La NEC « est consciente que des diplomates, dont des officiels des États-Unis, tout comme de nombreuses personnes en RDC, redoutent que l’introduction (de ces machines) puisse augmenter les risques d’élections frauduleuses ».

La NEC soutient l’ambassadrice des Nations unies à l’ONU, Nikki Haley, et l’ambassade de Corée du Sud à Kinshasa, qui se sont opposés aux « machines à voter ».

La Céni a passé un contrat avec Miru System pour l’achat de ces « machines à voter » qui devraient réduire le coût et la logistique des élections.

Il s’agit en fait de « machines à choisir la photo des candidats sur un écran tactile et à imprimer les bulletins » qui doivent être glissés dans l’urne.

L’opposition parle de « machines à tricher ». Le Groupe d’études sur le Congo (GEC) de l’Université de New York a estimé lundi que les électeurs en zone rurale, peu familiers des nouvelles technologies, auront du mal à se servir de ces machines.

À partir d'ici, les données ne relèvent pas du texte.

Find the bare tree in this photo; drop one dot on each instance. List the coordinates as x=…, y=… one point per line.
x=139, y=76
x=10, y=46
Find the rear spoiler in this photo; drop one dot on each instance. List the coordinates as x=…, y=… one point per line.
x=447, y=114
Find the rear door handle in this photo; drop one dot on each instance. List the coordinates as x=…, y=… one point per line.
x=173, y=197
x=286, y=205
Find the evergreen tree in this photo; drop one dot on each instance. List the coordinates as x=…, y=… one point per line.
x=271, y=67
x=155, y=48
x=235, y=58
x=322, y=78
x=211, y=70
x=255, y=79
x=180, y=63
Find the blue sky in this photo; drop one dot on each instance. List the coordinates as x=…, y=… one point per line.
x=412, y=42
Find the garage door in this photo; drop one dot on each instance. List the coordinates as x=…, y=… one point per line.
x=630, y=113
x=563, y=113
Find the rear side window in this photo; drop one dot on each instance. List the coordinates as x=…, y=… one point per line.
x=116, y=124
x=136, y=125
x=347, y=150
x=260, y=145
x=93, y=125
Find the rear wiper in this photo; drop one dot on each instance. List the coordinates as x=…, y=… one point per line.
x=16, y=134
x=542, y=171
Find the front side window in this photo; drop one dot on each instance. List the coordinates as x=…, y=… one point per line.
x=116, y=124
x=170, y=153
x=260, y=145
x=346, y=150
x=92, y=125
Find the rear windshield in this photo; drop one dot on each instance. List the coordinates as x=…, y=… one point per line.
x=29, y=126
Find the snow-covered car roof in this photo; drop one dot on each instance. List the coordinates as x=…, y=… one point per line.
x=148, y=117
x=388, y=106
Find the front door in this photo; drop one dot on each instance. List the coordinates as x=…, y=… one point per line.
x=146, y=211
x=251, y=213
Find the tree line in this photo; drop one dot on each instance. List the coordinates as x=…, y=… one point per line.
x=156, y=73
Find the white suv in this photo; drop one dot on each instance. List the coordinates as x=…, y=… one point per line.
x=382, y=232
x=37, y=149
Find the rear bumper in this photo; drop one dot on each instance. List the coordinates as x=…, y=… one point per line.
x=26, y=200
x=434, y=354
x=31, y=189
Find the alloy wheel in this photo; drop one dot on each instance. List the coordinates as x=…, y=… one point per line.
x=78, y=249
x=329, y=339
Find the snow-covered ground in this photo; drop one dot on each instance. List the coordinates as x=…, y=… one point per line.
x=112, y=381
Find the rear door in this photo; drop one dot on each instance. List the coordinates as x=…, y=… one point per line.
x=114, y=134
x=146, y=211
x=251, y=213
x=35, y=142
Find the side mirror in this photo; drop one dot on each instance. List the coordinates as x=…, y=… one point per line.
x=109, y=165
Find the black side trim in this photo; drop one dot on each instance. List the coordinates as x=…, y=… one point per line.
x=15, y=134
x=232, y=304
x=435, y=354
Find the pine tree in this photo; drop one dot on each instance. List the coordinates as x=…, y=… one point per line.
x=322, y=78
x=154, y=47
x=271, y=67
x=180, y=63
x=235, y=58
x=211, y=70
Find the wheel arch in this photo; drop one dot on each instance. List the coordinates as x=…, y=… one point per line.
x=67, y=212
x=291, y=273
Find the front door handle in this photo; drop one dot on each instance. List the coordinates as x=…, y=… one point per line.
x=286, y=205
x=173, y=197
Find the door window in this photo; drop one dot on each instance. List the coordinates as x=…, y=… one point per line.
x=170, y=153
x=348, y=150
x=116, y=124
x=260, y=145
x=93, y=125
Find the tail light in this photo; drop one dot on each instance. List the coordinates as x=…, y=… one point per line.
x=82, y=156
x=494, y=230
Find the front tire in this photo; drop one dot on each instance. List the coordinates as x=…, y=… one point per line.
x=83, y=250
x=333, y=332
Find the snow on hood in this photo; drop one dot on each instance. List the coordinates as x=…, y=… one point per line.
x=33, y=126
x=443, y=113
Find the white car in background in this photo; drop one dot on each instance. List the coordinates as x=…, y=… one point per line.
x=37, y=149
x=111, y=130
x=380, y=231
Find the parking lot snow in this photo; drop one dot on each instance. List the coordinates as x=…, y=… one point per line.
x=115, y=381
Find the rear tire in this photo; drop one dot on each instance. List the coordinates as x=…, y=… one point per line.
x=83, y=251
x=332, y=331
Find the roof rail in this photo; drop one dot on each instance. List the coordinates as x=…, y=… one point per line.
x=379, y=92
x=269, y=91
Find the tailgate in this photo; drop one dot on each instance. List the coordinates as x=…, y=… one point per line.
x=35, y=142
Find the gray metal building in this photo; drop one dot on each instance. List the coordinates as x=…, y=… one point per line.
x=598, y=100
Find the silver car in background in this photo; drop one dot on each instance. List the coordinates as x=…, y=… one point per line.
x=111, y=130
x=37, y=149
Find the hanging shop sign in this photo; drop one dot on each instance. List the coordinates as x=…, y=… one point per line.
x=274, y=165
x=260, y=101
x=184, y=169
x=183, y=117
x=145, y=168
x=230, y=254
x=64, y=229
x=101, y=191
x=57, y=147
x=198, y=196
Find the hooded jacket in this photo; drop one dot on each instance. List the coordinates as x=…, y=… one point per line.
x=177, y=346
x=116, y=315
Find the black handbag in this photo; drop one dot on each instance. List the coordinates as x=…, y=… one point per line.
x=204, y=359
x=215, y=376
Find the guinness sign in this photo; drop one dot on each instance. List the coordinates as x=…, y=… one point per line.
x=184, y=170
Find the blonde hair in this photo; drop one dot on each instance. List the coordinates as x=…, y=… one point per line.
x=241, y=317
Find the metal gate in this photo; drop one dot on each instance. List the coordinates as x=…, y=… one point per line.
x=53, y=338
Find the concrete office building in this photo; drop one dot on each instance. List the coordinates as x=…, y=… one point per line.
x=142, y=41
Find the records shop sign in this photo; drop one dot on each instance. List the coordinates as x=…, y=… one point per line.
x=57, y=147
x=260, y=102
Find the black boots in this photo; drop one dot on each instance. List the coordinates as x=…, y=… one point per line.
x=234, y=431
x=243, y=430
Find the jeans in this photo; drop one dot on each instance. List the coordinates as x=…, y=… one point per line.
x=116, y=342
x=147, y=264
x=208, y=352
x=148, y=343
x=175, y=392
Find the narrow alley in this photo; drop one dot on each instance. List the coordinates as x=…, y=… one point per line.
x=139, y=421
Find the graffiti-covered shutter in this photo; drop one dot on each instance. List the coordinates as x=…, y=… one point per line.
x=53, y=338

Plus de 40 millions d’électeurs sont inscrits pour désigner le successeur du président Joseph Kabila en décembre, deux ans après la fin officielle de son mandat, dans un pays immense (2,3 millions de km2) qui n’a jamais connu de transition pacifique du pouvoir.

Sans réagir, la Céni a indiqué mardi dans un communiqué qu’elle avait lancé « deux appels d’offres internationaux dont un pour l’audit du fichier électoral et l’autre pour la certification de la machine à voter ».

A propos du fichier électoral présenté vendredi, la Céni a également indiqué qu’elle avait porté plainte lundi auprès du parquet général contre les auteurs d’inscriptions multiples et irrégulières, après avoir radié plus de six millions d’électeurs.

Un des responsables de la Céni a déposé auprès du ministre de l’Intérieur l' »avant-projet de loi sur la répartition des sièges » pour les législatives et provinciales du 23 décembre. « Les deux chambres du Parlement sont à leur tour invités à s’y pencher du 14 au 23 avril 2018. Une promulgation par le chef de l’État est attendue pour le 8 mai 2018, conformément au calendrier électoral ».